Measuring Maximal Heart Rate

Maximal heart rate is the best index to use in setting individual heart zones. Because it serves as the principal marker for exercise intensity, your students will anchor their heart zones around MHR.

There are a number of approaches to measuring this value. Fit people, under the supervision of a qualified instructor, sometimes undergo a maximal heart rate test, which involves exercising to the point of fatigue in two to four minutes to determine their true MHR number. Exercise intensity is increased regularly until the person cannot continue. In this program, however, students will take a series of submaximal heart rate tests and undergo an assessment below maximal effort, and then use the results to predict MHR.

MHR is sport specific. It is affected by factors such as the type and amount of muscle used, body position, and environment (e.g., water versus land). Following are some of the factors involved in determining the specific maximal heart rate for various sports:

• Body position
• Size and number of muscle groups involved in the activity
• Ambient temperature of the environment
• Type of activity, such as weight-bearing sports (e.g., running)
• Use of equipment (e.g., wheels in cycling).

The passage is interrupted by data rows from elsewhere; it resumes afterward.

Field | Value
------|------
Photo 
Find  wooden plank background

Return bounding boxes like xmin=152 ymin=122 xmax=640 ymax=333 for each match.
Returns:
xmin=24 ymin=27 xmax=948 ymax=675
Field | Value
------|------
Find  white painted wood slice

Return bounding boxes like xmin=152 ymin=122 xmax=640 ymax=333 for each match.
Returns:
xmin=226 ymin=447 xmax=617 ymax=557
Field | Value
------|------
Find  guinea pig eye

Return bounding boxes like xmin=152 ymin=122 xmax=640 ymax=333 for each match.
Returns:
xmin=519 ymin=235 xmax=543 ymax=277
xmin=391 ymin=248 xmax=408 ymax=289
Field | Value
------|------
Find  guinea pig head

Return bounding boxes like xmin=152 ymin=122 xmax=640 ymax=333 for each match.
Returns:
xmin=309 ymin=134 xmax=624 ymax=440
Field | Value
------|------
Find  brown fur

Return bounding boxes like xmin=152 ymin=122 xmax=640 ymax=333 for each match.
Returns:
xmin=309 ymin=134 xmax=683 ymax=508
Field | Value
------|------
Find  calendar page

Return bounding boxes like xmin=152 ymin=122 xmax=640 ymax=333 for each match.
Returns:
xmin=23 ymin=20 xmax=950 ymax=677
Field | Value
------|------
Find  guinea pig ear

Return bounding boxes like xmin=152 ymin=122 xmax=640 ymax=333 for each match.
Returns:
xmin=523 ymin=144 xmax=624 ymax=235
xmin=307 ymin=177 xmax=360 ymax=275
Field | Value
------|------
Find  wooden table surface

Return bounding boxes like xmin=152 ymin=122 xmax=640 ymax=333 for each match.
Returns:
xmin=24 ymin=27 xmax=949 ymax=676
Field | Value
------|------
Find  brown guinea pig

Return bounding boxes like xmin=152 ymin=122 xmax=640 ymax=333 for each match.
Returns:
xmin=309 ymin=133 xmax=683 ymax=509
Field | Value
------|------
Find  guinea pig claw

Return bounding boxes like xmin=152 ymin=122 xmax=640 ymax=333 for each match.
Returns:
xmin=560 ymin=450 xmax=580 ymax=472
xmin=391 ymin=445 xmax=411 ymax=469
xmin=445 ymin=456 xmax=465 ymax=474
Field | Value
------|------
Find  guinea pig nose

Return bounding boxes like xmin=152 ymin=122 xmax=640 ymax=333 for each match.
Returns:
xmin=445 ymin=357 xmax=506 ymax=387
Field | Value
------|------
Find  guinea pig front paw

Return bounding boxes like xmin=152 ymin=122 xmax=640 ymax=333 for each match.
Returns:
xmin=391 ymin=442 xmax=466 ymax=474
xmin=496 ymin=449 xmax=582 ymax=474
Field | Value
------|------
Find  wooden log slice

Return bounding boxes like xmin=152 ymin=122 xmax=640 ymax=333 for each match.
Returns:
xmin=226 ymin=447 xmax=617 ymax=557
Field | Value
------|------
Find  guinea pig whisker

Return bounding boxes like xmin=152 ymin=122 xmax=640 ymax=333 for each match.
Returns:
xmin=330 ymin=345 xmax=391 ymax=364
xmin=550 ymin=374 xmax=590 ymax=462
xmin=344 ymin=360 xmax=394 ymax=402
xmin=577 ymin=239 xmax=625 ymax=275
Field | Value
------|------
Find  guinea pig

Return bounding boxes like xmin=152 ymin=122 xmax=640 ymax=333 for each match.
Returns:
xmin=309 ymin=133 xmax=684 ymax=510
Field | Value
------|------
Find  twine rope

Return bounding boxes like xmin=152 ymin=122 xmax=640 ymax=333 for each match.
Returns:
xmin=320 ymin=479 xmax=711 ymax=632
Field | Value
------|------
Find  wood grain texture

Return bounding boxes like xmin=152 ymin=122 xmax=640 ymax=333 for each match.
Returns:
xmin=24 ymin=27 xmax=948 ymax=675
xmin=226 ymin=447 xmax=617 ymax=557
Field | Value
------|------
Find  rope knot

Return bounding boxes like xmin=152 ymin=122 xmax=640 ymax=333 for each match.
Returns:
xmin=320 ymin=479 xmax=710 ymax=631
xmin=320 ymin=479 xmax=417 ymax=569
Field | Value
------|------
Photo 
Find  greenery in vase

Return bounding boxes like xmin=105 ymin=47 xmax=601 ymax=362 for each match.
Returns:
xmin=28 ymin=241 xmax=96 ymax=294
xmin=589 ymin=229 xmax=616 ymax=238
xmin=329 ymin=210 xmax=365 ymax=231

Some of the lowest MHRs are recorded for swimming (a sport in the prone position), activities done in colder ambient temperatures, and activities that use the smaller upperbody muscle groups. The highest MHRs are recorded for weight-bearing activities (e.g., cross-country skiing), activities that use the large muscles of the body, and activities that use both the upper- and lower-body muscle groups. People who work out in multiple sports need to determine their MHR for each because it varies by sport. However, the HZE program uses a global, all-sport MHR to set zones, which is easier for teachers and students to follow. A global MHR is accurate enough to use for all sport disciplines in the school environment.